Russia’s invasion of Ukraine in February 2022 changed the Kremlin’s game in Korea. South Korea joined U.S.-led sanctions against Russia, causing a plunge in bilateral trade. South Korean President Yoon Suk Yeol visited Kyiv in July 2023 in a show of support for Ukrainian President Volodymyr Zelenskyy.
Putin, in the meantime, discovered the value of having a well-armed militant neighbor. North Korea began supplying Russia with much-needed ammunition for the war in Ukraine, a previously unthinkable development. In September 2023, Kim Jong Un visited the Russian Far East and met with Putin amid rediscovered bonhomie.
Pyongyang was never known for altruism: Russia is paying for military supplies with fuel and food. Kim is clearly interested in Russia’s space and missile technologies. In his all-out embrace of his new “comrade” (as Putin now calls Kim), Putin may well oblige.

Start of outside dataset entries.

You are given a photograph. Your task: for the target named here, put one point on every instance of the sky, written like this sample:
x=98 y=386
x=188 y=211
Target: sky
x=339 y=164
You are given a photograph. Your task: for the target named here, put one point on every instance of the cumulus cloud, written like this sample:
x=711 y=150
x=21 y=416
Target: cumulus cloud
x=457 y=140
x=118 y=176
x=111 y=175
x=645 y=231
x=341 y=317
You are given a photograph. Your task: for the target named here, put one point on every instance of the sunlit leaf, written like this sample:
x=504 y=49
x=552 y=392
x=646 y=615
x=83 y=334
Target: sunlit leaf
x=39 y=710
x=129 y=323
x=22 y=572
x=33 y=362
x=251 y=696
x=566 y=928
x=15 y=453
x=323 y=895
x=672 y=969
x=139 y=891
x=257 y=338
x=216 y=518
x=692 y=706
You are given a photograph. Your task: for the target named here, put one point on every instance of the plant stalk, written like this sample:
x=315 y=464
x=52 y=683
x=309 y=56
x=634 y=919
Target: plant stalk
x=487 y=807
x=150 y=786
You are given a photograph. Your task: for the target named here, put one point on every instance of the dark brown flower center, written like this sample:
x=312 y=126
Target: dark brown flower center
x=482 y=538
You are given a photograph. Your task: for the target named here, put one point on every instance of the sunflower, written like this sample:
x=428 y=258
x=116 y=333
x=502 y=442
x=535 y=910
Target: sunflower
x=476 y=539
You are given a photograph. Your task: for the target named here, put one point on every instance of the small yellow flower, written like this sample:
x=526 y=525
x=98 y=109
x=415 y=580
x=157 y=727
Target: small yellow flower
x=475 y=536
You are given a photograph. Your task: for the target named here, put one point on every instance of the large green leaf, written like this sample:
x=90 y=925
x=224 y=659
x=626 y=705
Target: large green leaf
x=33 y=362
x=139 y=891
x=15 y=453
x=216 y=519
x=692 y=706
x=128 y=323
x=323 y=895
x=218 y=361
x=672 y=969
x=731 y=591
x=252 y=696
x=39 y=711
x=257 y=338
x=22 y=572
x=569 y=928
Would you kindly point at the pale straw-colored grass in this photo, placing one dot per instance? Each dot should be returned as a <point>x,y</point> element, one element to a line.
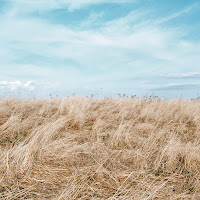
<point>84,148</point>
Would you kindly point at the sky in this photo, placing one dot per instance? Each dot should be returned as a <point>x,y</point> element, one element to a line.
<point>100,47</point>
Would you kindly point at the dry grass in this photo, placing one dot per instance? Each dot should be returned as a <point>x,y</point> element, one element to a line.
<point>83,148</point>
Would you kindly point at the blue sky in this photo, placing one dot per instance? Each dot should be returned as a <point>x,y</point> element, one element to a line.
<point>99,46</point>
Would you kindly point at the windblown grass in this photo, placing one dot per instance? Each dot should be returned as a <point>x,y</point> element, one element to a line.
<point>83,148</point>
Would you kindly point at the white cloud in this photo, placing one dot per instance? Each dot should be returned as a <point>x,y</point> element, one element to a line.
<point>182,75</point>
<point>119,48</point>
<point>56,4</point>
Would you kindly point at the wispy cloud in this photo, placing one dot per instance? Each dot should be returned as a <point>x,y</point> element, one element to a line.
<point>83,56</point>
<point>57,4</point>
<point>182,75</point>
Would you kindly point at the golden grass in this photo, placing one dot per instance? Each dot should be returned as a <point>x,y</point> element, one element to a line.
<point>83,148</point>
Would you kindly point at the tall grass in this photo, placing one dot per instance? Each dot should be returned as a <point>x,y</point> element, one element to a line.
<point>84,148</point>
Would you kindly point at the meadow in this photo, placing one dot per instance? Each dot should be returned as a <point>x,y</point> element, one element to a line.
<point>108,148</point>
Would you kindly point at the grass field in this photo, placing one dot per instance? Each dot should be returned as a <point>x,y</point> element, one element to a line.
<point>84,148</point>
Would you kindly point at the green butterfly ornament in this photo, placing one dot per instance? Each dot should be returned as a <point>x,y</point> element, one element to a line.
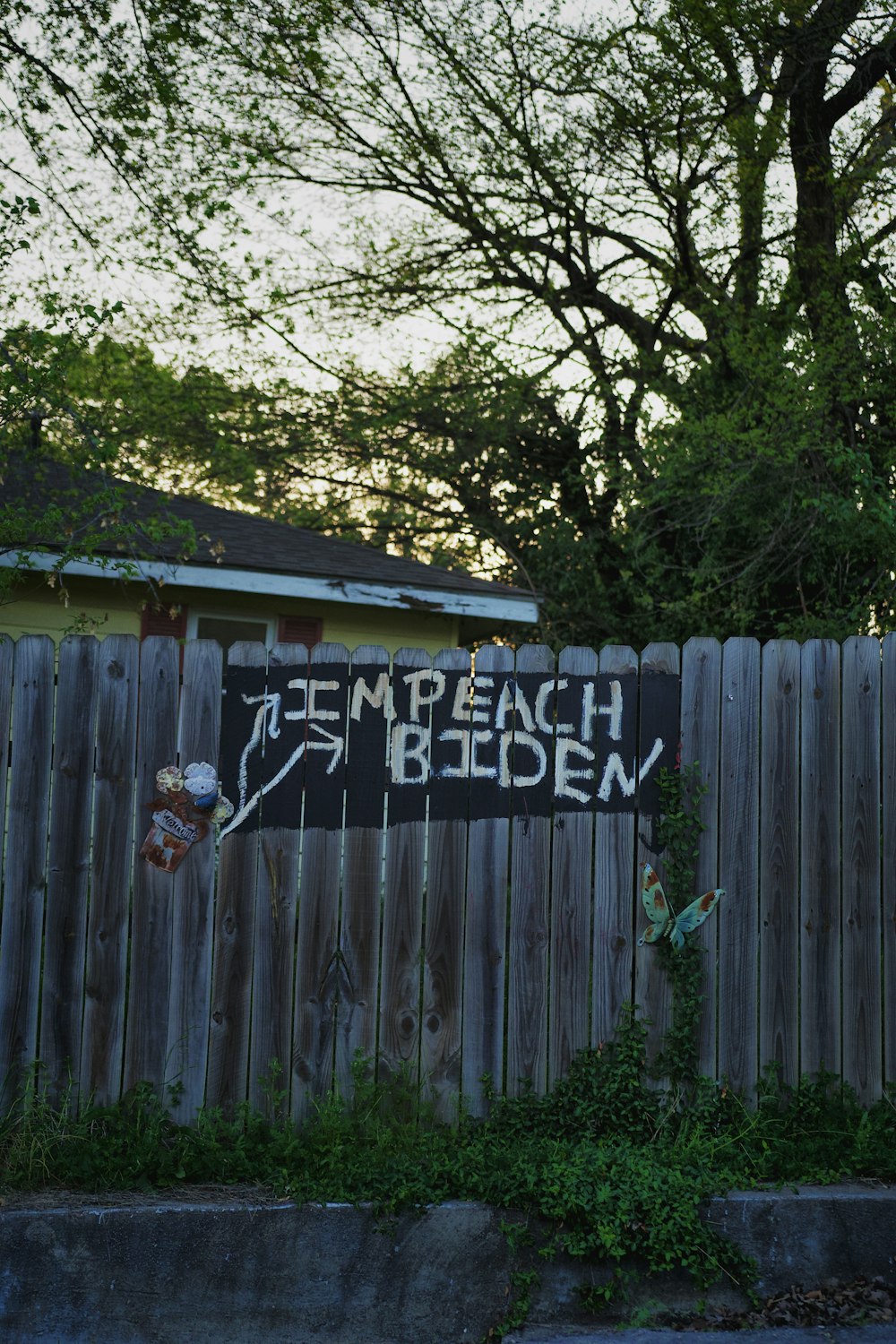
<point>664,922</point>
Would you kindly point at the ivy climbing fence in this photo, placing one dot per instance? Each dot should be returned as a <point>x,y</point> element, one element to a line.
<point>437,867</point>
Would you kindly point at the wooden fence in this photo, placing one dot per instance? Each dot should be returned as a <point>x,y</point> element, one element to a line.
<point>435,868</point>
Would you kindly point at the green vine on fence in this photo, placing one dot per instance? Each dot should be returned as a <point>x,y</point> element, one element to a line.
<point>678,833</point>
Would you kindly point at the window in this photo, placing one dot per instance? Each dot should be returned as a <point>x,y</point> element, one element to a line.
<point>300,629</point>
<point>230,629</point>
<point>163,620</point>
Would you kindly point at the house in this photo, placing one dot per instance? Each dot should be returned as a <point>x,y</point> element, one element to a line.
<point>249,578</point>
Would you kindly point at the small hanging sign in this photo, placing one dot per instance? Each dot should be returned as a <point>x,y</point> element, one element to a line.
<point>188,803</point>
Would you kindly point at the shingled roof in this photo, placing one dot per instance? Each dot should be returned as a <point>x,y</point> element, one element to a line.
<point>231,542</point>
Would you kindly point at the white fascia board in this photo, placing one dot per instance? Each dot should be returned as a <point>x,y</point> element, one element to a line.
<point>438,601</point>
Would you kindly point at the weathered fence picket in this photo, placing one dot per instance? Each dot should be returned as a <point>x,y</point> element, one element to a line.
<point>860,844</point>
<point>233,948</point>
<point>441,1021</point>
<point>24,860</point>
<point>614,866</point>
<point>435,863</point>
<point>739,863</point>
<point>820,879</point>
<point>487,887</point>
<point>363,863</point>
<point>112,860</point>
<point>193,894</point>
<point>528,940</point>
<point>152,894</point>
<point>888,841</point>
<point>780,857</point>
<point>700,728</point>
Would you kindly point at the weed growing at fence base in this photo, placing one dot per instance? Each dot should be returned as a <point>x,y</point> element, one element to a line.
<point>607,1166</point>
<point>610,1166</point>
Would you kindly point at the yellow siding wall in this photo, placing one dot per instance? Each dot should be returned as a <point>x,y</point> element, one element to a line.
<point>108,607</point>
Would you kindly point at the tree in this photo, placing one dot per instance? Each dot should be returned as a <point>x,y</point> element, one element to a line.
<point>664,241</point>
<point>46,510</point>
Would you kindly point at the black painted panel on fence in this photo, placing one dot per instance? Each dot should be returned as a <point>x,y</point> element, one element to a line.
<point>450,747</point>
<point>413,694</point>
<point>659,736</point>
<point>489,796</point>
<point>327,709</point>
<point>498,744</point>
<point>241,744</point>
<point>530,696</point>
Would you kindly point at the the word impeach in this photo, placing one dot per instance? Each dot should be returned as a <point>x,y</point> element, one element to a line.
<point>489,745</point>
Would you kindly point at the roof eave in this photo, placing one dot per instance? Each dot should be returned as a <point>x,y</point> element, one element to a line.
<point>443,601</point>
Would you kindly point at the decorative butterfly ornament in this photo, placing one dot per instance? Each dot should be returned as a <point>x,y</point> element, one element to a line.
<point>664,922</point>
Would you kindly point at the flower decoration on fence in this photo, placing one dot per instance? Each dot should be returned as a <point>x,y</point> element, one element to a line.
<point>187,806</point>
<point>664,922</point>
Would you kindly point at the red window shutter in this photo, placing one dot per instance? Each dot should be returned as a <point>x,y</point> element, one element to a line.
<point>164,620</point>
<point>300,629</point>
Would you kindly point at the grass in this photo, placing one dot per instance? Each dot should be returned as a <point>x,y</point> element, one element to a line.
<point>607,1166</point>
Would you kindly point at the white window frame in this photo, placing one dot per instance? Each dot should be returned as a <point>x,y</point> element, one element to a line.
<point>194,617</point>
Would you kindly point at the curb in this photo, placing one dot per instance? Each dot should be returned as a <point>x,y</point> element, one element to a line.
<point>164,1271</point>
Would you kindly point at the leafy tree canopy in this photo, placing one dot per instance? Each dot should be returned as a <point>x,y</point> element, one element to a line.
<point>661,234</point>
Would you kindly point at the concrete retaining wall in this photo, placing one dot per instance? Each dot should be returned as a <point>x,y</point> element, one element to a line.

But there is something more to this relationship than pragmatic considerations alone explain. Putin has embraced North Korea because Kim’s militant, anti-Western outlook is something that chimes well with his own turn against the West and against democracy. Rhetorically at least, Russia is becoming more and more like North Korea.
Sure, it is not quite there yet, and Moscow’s consumerist opulence contrasts starkly with the grim deprivation of Kim’s socialist utopia. But the tendencies of gradual convergence are nevertheless perceptible. North Korea, as militant as ever, and now nuclear-armed, stands side-by-side with Russia in its aggressive pursuits.
In his marvelously Stalinist article for the North Korean mouthpiece Rodong Sinmun, Putin spoke of “the heroic Korean people in their struggle against the cunning, dangerous, and aggressive enemy,” the West. That struggle has now also become Putin’s raison d'être.
A lot has changed since Foreign Minister Kim Yong Nam accused Shevardnadze of discarding North Korea like a pair of “worn-out shoes,” more than three decades ago. Putin pulled out these old, blood-stained shoes from the garbage bin and put them back on. He likes the look.